I was trying to show how money shapes the market for goods. In my example a worker may leave the food sector and get that job in auctioneering. He may even get paid more. In your world all is fine and dandy.

Mine not so much. I don't want fellow workers rushing off to work in the luxury goods end of the market. I want a decent apple not an Aston Martin.

The super rich have undue influence politically but more importantly they shape the very market we are in, both as consumers and producers.

One other thing. When I talk about this I am not talking about you setting up a business, doing well and then having your money taken off you by the taxman.

The big problem is that many ordinary businessmen think they are nearer Buffet and Gates when in reality they are nearer that homeless man on the street corner.
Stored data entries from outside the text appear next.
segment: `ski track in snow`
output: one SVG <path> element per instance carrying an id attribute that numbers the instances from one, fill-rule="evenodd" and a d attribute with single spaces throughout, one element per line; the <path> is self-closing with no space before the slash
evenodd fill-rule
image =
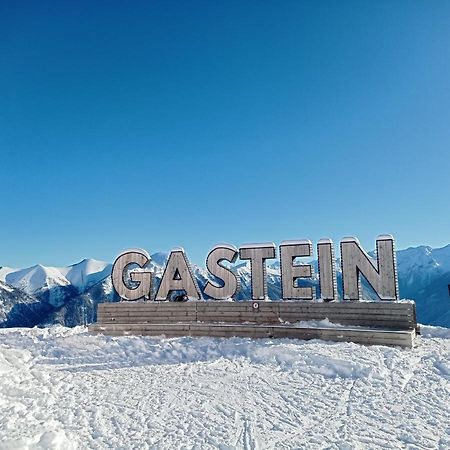
<path id="1" fill-rule="evenodd" d="M 447 449 L 449 394 L 432 327 L 412 350 L 0 330 L 2 450 Z"/>

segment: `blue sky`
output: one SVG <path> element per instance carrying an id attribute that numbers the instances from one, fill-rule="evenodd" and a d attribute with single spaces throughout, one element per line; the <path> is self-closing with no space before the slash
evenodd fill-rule
<path id="1" fill-rule="evenodd" d="M 0 265 L 450 242 L 450 3 L 0 3 Z"/>

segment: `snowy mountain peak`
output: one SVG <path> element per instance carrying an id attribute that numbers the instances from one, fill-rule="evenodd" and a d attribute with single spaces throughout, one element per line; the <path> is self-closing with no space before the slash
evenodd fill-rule
<path id="1" fill-rule="evenodd" d="M 39 289 L 70 284 L 56 267 L 45 267 L 41 264 L 10 272 L 6 275 L 5 281 L 27 294 L 33 294 Z"/>
<path id="2" fill-rule="evenodd" d="M 112 265 L 95 259 L 83 259 L 68 267 L 47 267 L 42 264 L 26 269 L 0 269 L 0 281 L 27 294 L 54 287 L 73 286 L 79 291 L 98 283 L 111 273 Z"/>
<path id="3" fill-rule="evenodd" d="M 87 287 L 98 283 L 111 273 L 112 265 L 96 259 L 83 259 L 79 263 L 68 267 L 61 267 L 59 271 L 67 278 L 72 286 L 83 291 Z"/>
<path id="4" fill-rule="evenodd" d="M 166 264 L 167 259 L 169 258 L 169 253 L 167 252 L 157 252 L 151 255 L 151 260 L 156 266 L 164 266 Z"/>
<path id="5" fill-rule="evenodd" d="M 433 249 L 429 246 L 409 247 L 397 252 L 397 264 L 402 271 L 420 271 L 423 276 L 430 270 L 450 271 L 450 245 Z"/>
Your interests, as an entrepreneur, and mine as a teacher are not best served by pandering to a super class.
 
It all went wrong when you said the businessman just decided to pay his staff less, why would this happen? Any business owner with a brain knows that good staff are the most important thing he has because there is no business without them.
Then why do so many ditch their UK staff and outsource to place like India or move production to low wage economies?
 
Germany implemented the softest austerity measure of any major world economy. Less than the US. Significantly less than us.

Austerity doesn't work because the economy isn't a balance sheet and doesn't function in the same lazy profit/loss terms that so many Tories seem to believe it does.
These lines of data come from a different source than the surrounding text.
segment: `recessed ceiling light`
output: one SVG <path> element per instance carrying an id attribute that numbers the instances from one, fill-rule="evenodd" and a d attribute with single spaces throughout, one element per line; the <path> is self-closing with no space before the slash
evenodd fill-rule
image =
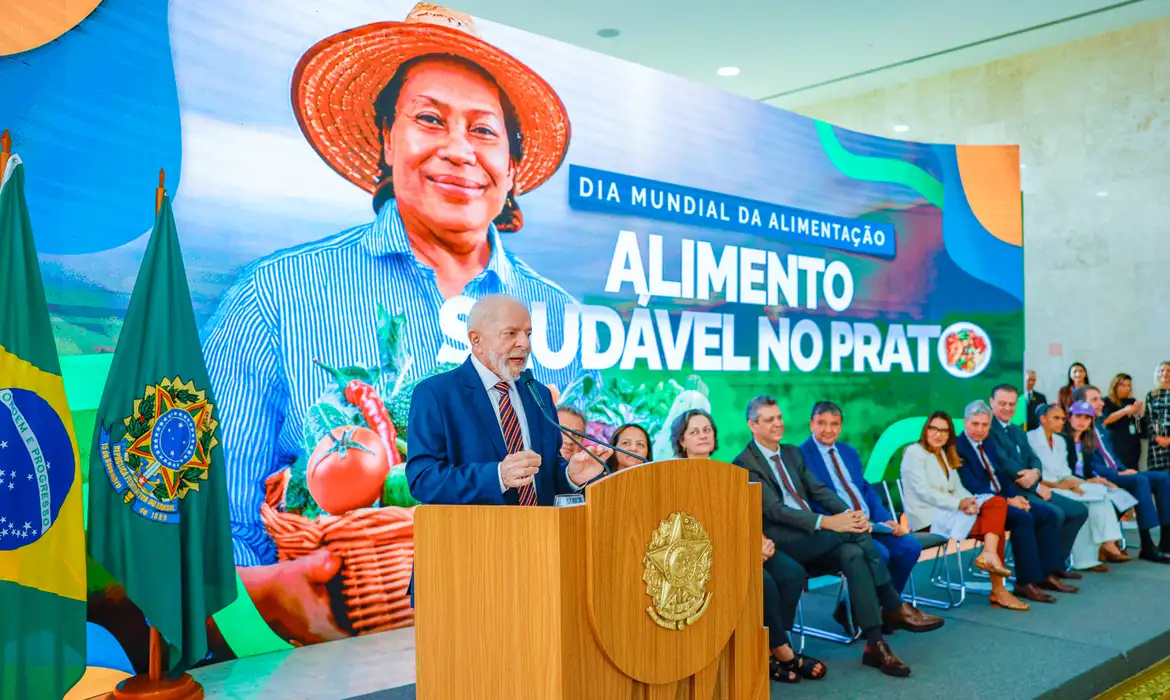
<path id="1" fill-rule="evenodd" d="M 722 75 L 724 78 L 733 78 L 739 75 L 739 69 L 735 66 L 723 66 L 715 72 L 719 75 Z"/>
<path id="2" fill-rule="evenodd" d="M 1106 192 L 1105 190 L 1101 190 L 1100 192 L 1097 193 L 1097 196 L 1098 197 L 1108 197 L 1109 193 Z"/>
<path id="3" fill-rule="evenodd" d="M 618 34 L 621 34 L 621 33 L 622 33 L 622 32 L 621 32 L 621 30 L 620 30 L 620 29 L 613 29 L 613 28 L 609 28 L 609 29 L 598 29 L 598 30 L 597 30 L 597 36 L 601 37 L 602 39 L 612 39 L 612 38 L 614 38 L 615 36 L 617 36 Z"/>
<path id="4" fill-rule="evenodd" d="M 899 134 L 904 134 L 907 131 L 910 131 L 910 127 L 906 126 L 905 124 L 895 124 L 894 131 L 898 132 Z"/>
<path id="5" fill-rule="evenodd" d="M 1023 163 L 1020 163 L 1020 170 L 1023 170 L 1023 169 L 1024 169 L 1024 168 L 1026 168 L 1026 167 L 1028 167 L 1028 166 L 1027 166 L 1027 165 L 1024 165 Z"/>

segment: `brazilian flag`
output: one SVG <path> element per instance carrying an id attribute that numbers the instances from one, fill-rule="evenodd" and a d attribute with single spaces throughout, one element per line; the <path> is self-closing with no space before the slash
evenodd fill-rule
<path id="1" fill-rule="evenodd" d="M 60 698 L 85 672 L 81 465 L 12 156 L 0 186 L 0 700 Z"/>

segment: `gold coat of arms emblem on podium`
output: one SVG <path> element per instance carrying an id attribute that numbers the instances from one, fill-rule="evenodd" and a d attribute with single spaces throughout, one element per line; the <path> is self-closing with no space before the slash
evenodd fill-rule
<path id="1" fill-rule="evenodd" d="M 671 630 L 693 625 L 711 603 L 711 537 L 693 516 L 672 513 L 658 523 L 642 560 L 650 619 Z"/>

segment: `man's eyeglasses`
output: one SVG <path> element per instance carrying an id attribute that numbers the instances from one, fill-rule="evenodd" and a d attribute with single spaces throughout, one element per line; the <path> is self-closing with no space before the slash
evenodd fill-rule
<path id="1" fill-rule="evenodd" d="M 940 428 L 937 425 L 926 426 L 926 432 L 930 435 L 943 435 L 943 434 L 950 435 L 951 434 L 951 431 L 949 428 Z"/>

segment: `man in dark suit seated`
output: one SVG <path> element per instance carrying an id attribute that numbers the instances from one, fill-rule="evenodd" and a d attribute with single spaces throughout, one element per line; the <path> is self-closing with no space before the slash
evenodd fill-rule
<path id="1" fill-rule="evenodd" d="M 995 445 L 988 439 L 991 420 L 991 407 L 983 401 L 972 401 L 963 412 L 963 434 L 955 445 L 963 463 L 959 479 L 976 496 L 995 494 L 1007 499 L 1007 529 L 1016 556 L 1016 597 L 1055 603 L 1056 598 L 1042 588 L 1062 593 L 1079 590 L 1057 576 L 1065 566 L 1056 509 L 1025 498 L 1012 475 L 999 464 Z"/>
<path id="2" fill-rule="evenodd" d="M 1024 401 L 1027 409 L 1024 424 L 1028 426 L 1028 430 L 1035 430 L 1040 427 L 1040 415 L 1037 410 L 1048 405 L 1048 397 L 1036 391 L 1036 373 L 1032 370 L 1024 373 Z"/>
<path id="3" fill-rule="evenodd" d="M 410 402 L 406 476 L 422 503 L 544 505 L 602 473 L 594 446 L 561 457 L 561 432 L 517 383 L 530 352 L 532 320 L 519 299 L 481 298 L 467 315 L 471 357 L 419 382 Z M 547 388 L 535 385 L 547 409 Z M 550 409 L 551 410 L 551 409 Z"/>
<path id="4" fill-rule="evenodd" d="M 887 675 L 910 675 L 910 667 L 890 649 L 883 627 L 920 631 L 935 622 L 903 603 L 890 585 L 890 572 L 868 535 L 865 514 L 850 510 L 818 481 L 797 447 L 780 444 L 784 417 L 776 399 L 752 399 L 747 420 L 754 439 L 733 461 L 762 486 L 764 535 L 778 552 L 805 568 L 845 574 L 857 624 L 865 634 L 862 663 Z M 813 505 L 829 515 L 814 512 Z"/>
<path id="5" fill-rule="evenodd" d="M 870 525 L 880 524 L 891 532 L 871 533 L 874 546 L 890 571 L 890 583 L 899 595 L 922 554 L 922 545 L 894 518 L 877 489 L 865 480 L 861 456 L 852 446 L 837 440 L 841 435 L 841 407 L 832 401 L 818 401 L 812 409 L 809 429 L 812 437 L 800 446 L 804 463 L 822 484 L 853 510 L 865 513 Z M 814 510 L 824 512 L 820 506 Z M 838 617 L 841 617 L 840 612 Z M 942 627 L 942 618 L 937 618 Z M 932 629 L 935 629 L 932 628 Z"/>
<path id="6" fill-rule="evenodd" d="M 1062 561 L 1068 561 L 1077 533 L 1089 520 L 1089 509 L 1080 501 L 1053 498 L 1052 489 L 1045 486 L 1040 479 L 1043 472 L 1040 457 L 1028 442 L 1028 435 L 1020 426 L 1012 423 L 1019 395 L 1019 390 L 1011 384 L 1000 384 L 991 390 L 992 421 L 989 441 L 995 445 L 1000 468 L 1011 476 L 1020 490 L 1020 495 L 1028 499 L 1033 506 L 1048 505 L 1056 511 L 1057 526 L 1060 528 L 1060 556 Z M 1061 568 L 1056 575 L 1064 579 L 1083 578 L 1081 574 L 1067 568 Z"/>

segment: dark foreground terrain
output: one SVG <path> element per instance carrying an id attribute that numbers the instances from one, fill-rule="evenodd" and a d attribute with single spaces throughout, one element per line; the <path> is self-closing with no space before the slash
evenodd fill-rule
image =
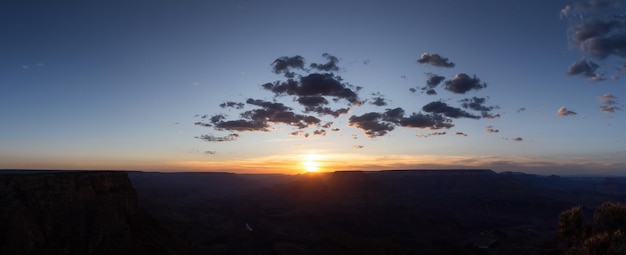
<path id="1" fill-rule="evenodd" d="M 562 254 L 560 212 L 626 201 L 625 178 L 490 170 L 129 176 L 198 254 Z"/>
<path id="2" fill-rule="evenodd" d="M 0 171 L 0 254 L 563 254 L 626 178 Z"/>

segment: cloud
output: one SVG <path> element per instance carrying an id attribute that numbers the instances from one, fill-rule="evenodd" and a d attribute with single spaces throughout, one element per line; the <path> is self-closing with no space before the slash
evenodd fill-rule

It depends on how you define hard and soft austerity. Given spending levels are increasing every year would you say the UK is engaged in hard austerity? Hard austerity to me is Greece, IE, you cannot afford to run public services so you don't or your banking system is so fragile that you have to restrict how much people can withdraw from cash machines.
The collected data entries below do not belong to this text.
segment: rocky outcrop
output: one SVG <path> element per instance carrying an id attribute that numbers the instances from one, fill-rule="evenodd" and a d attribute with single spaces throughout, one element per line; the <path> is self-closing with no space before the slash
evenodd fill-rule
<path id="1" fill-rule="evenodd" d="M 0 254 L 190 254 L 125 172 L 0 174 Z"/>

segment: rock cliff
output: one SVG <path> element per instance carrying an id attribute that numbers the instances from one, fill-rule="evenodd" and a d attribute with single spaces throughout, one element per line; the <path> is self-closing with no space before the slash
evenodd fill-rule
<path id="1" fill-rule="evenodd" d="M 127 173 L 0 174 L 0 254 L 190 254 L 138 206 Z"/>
Germany imposed okay 'softer' austerity but they did so under the same principle, to control spending so as to manage the public debt burden responsibly. If austerity was wrong in principle then surely you are saying I am wrong and Germany were also wrong to impose any form of austerity at all? That is a different argument to saying it was a bit softer than ours...

I think the best word is balance, we need to balance spending against our growth but with Brexit and the world economy at the moment we won't be growing much anytime soon. Logic dicatates then that it would be total stupidity to embark on a spending spree unfunded by the taxpayer which is the kind Corbyn and co are planning.

As I said earlier, if people want more spending then everyone (yes everyone) needs to start paying more tax, there is no other way.
 
Then why do so many ditch their UK staff and outsource to place like India or move production to low wage economies?

Because it is cheaper, it isn't exploitation. If India can do the same job for cheaper then unfortunately that is the nature of the job you do. It is no different to a business replacing you with a robot. The vast majority of jobs however are not done by robots nor are they in India and the employment statistics and number of vacancies out there pretty much supports that.

The same question as before stands, if you won the lottery would you distribute it out to the local economy? Most people wouldn't, so why would you expect a business owner to exist only to act as a cash machine? In fact if there was no reward allowed then why would you even bother in the first place?

Basically the key argument folk are making is workers should not be allowed to be exploited but businesses should? Is that fair?